Son élection par ses pairs à la tête de l’Union africaine était l’argument massue pour justifier la volte-face. En défendant le texte devant les députés, le ministre de la justice Me Malick Sall , justifiait le retour du poste du Premier ministre par les impératifs de relance de l’économie nationale et d’une meilleure coordination de la mise en œuvre des politiques publiques.
Dans tous les cas, cette révision a réintroduit la responsabilité du gouvernement devant l’Assemblée nationale et restitué le pouvoir présidentiel de dissoudre l’Assemblée nationale.

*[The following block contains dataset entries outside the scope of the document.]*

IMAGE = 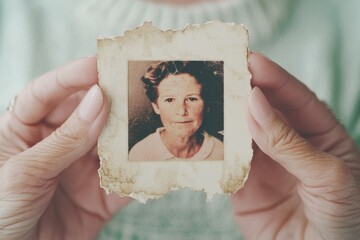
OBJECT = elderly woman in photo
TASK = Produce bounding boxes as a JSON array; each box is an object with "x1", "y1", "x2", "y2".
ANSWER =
[{"x1": 129, "y1": 61, "x2": 224, "y2": 161}]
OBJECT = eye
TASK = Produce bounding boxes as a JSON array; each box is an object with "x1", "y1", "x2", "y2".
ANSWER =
[
  {"x1": 165, "y1": 98, "x2": 174, "y2": 103},
  {"x1": 187, "y1": 97, "x2": 198, "y2": 102}
]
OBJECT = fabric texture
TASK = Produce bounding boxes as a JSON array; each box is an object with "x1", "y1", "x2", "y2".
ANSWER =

Les élections locales avaient été une première échéance, mais leur proximité avec les Législatives de juillet dernier avait été un élément déterminant pour la repousser, en dépit des observations de l’enseignant-chercheur Ngouda Mboup, constitutionnaliste, qui n’a eu de cesse de répéter que les actes de certaines décisions du Président de la République pouvaient être frappées d’illégalité, car, nécessitant le contreseing du Premier ministre. Ici encore, le bon sens a commandé le report de la nomination d’un chef de gouvernement, après les Législatives. Voilà que nous y sommes !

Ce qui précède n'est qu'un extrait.